"Het belang van mobiliteit voor ouderen is niet te onderschatten"

Mobiliteit & toegankelijkheid
Vrouw en hond wachten op de lijnbus

Roger Oeyen (73 jaar) is gebeten door mobiliteit. Na een professionele carrière in de transportsector, laat hij het thema ook na zijn pensioen niet los. Als ervaringsdeskundige vertegenwoordigt hij de Interregionale Stuurgroep Ouderenbeleidsparticipatie, kortweg ISO, Antwerpen in de commissie wonen, mobiliteit en veiligheid van de Vlaamse Ouderenraad. We gingen met hem in gesprek over het belang van mobiliteit voor ouderen.

”De Lijn en ouderen, dat klikt niet.”



Maak je zelf vaak gebruik van het openbaar vervoer?

Zo veel mogelijk. Als de bushalte wat verder is, neem ik soms wel de auto tot aan de halte. Maar in feite raak ik met de bus en de trein overal waar ik moet zijn. Je moet er natuurlijk wel bijnemen dat de bus af en toe eens niet komt, of dat je veel te laat opgepikt wordt, waardoor je je verbinding mist.

Zijn verplaatsingen met het openbaar vervoer voor alle ouderen zo vanzelfsprekend?

Nee.

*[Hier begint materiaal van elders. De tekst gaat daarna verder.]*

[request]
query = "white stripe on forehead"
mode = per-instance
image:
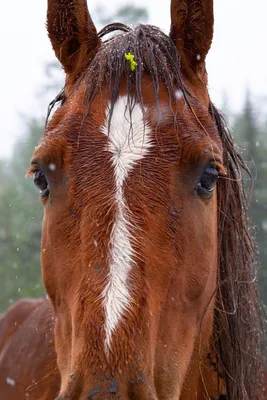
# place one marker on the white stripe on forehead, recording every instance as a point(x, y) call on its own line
point(128, 140)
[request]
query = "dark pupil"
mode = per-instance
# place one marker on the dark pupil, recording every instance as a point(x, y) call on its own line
point(40, 180)
point(209, 178)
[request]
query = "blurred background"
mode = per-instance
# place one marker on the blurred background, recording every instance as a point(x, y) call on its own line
point(30, 78)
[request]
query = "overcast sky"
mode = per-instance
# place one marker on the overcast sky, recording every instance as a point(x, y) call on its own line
point(237, 60)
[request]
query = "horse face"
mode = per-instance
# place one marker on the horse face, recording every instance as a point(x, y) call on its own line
point(129, 242)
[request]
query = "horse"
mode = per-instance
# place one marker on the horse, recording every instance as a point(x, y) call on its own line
point(146, 254)
point(28, 367)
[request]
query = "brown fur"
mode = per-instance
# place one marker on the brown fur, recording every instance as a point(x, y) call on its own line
point(186, 332)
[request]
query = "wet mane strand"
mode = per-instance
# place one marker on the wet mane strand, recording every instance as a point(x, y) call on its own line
point(237, 327)
point(238, 330)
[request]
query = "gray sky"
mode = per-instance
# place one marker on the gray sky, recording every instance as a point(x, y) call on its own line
point(237, 60)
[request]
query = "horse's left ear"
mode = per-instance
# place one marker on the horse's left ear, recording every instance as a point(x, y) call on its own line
point(72, 33)
point(192, 31)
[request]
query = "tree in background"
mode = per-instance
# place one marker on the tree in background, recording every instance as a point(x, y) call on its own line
point(20, 208)
point(21, 211)
point(252, 136)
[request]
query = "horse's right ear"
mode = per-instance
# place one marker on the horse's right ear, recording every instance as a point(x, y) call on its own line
point(192, 32)
point(72, 33)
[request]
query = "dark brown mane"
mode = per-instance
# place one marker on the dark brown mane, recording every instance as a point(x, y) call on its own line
point(237, 328)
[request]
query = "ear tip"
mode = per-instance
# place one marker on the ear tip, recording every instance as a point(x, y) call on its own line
point(192, 30)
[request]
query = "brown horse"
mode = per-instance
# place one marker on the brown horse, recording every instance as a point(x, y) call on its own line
point(146, 256)
point(28, 367)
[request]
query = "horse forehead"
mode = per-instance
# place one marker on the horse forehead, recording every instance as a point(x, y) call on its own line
point(128, 132)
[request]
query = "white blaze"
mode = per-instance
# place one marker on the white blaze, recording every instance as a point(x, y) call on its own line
point(128, 141)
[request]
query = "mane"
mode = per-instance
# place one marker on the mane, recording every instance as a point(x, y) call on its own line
point(237, 333)
point(238, 330)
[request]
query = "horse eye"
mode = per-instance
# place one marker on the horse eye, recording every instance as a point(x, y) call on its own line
point(41, 182)
point(208, 181)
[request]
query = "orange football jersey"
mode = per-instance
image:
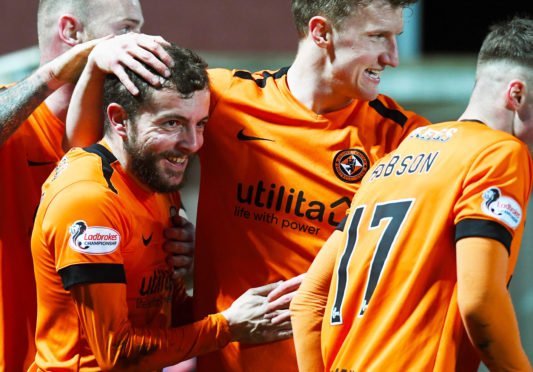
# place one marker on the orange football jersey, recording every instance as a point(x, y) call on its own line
point(392, 304)
point(276, 179)
point(26, 160)
point(96, 225)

Ik merk dat oudere mensen schrik hebben van het openbaar vervoer. Zeker de lijnbussen hebben een bijzonder slechte reputatie. Het eerste probleem is op die bus raken. De haltes zijn niet aangepast, de bussen evenmin. Personen die minder mobiel zijn, bijvoorbeeld ouderen die een stok of looprek nodig hebben, zijn bang dat ze niet vlot zullen kunnen opstappen. Als dat toch lukt, zet de bus al snel in volle vaart aan, waardoor die mensen de hele bus door donderen. Een tweede probleem is het ticketsysteem. Dat systeem is niet gebruiksvriendelijk voor ouderen. Een digitaal ticket kopen via een smartphone is voor velen geen optie. Terwijl de prijs van de fysieke kaartjes alsmaar stijgt. Ten slotte is er onvoldoende vervoersaanbod, dat bovendien ondoordacht georganiseerd is. Neem nu Heist-op-den-Berg, de gemeente waar ik woon. Die gemeente wordt in twee gesplitst door een expresweg. De ene helft kan rekenen op vlot openbaar vervoer, in de andere helft zijn er amper busverbindingen.

En de belbus, kan die niet tegemoet komen aan een deel van de problemen?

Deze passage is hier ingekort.